About Kingston

Kingston’s history is a tale ripped from the pages of a western novel. Geronimo’s Apache tribe once roamed the rugged Black Range Mountains, and frequented the lush green valley along the Percha Creek where the community of Kingston now lies. They clashed with ranchers and prospectors who came to forge a new life on the western frontier.  Eventually, three million acres of this region’s wild, natural beauty was protected as the Gila National Forest and Wilderness.

In the 1880s Kingston, NM became the center of a thriving mining district that included Hillsboro and Lake Valley, when rich silver strikes attracted thousands of treasure-seeking prospectors from all over the world, hoping to make their fortunes. From hundreds of holes in the ground, dug with sweat and blood, the miners produced millions of dollars worth of silver.

Soon this frontier boom-town was populated with merchants, saloon-keepers, and madams, seeking gold from another kind of digging. But life was not easy – the fledgling community suffered from Apache raids, hunger, illness, and each other.

Spurred on by the fever for shiny metal the town thrived, and Kingston became known as “the Gem of the Black Range.”  Visited by the famous and infamous, such as Mark Twain, Lillian Russell, Pat Garrett and Billy the Kid, Kingston boasted an opera house, a church, a school, a bordello (at the top of Virtue Street) and twenty-some saloons. The Spit and Whittle Club began during this period, originally an all-male gathering on Sunday afternoon, as a time to rest, relax and entertain each other with their stories, true and embellished.

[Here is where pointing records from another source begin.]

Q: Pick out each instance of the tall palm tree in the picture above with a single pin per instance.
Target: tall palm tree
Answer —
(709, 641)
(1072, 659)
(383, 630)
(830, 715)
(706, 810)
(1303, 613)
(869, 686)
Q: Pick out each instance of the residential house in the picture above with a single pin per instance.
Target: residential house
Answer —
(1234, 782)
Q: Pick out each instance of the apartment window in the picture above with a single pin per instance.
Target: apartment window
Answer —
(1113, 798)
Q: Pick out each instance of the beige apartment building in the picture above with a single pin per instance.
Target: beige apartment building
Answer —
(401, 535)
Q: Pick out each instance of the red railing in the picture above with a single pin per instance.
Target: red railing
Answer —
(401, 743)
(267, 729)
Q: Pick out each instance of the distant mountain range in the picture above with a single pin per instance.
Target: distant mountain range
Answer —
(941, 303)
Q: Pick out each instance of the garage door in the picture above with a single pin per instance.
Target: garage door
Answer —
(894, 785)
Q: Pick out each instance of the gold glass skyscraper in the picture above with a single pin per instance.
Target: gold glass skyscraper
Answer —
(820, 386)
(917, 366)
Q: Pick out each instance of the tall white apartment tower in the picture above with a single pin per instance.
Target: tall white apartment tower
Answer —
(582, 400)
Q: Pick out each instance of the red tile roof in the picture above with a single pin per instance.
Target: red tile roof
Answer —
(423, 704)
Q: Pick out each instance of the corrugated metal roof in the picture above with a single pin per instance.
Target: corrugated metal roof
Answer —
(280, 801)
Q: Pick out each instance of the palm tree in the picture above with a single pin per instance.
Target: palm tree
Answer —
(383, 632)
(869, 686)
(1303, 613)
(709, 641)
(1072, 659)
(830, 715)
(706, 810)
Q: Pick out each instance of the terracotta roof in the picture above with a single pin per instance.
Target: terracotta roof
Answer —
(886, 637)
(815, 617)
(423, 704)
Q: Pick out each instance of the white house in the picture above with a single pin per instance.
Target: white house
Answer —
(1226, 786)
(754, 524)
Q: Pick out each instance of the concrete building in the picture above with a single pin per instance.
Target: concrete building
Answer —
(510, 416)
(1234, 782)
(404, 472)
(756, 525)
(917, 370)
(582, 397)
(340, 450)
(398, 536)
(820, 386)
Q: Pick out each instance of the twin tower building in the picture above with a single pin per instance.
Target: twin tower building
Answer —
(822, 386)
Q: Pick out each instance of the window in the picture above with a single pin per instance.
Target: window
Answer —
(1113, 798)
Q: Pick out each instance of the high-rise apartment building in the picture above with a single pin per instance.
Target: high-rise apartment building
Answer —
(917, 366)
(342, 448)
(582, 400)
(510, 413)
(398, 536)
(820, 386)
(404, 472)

Some did strike it rich. But this classic boom town went bust, when in 1893 the price of silver, manipulated by commodities brokers back East, took a permanent nose dive. People left the region in droves. From more than 7,000, fewer than 500 residents remained by the mid 1890s.

Today Kingston is a peaceful community of artists, writers and retirees who value the majestic landscape and lovely year-round weather. To the west, the vast Gila National Forest may be accessed by a short walk or bike ride up Main Street.  A longer hike leads one up to  the Aldo Leopold Wilderness, where the Crest Trail leads to Hillsboro Peak.  Hop in your car for a drive up to Emory Pass, where a spectacular view awaits the explorer, just off the beaten path.

The Percha Bank Museum and Gallery is the keeper of Kingston’s history, and is usually open from 10AM to 2PM on the weekends.  But you might find the door open any day of the week, as proprietor Mark Nero loves to share this handsome stone edifice with the vault intact, and amusing stories from the mining days.  Next door, the historic Black Range Lodge Bed and Breakfast offers overnight accommodations year-round.

The Spit and Whittle Club usually meets the second Tuesday of the month at the Kingston schoolhouse, built in the 1940s.  Neighbors gather for a pot-luck supper and to discuss community business, including club-house and cemetery restoration, and the Kingston Centennial Celebration, slated for April 28 & 29, 2012.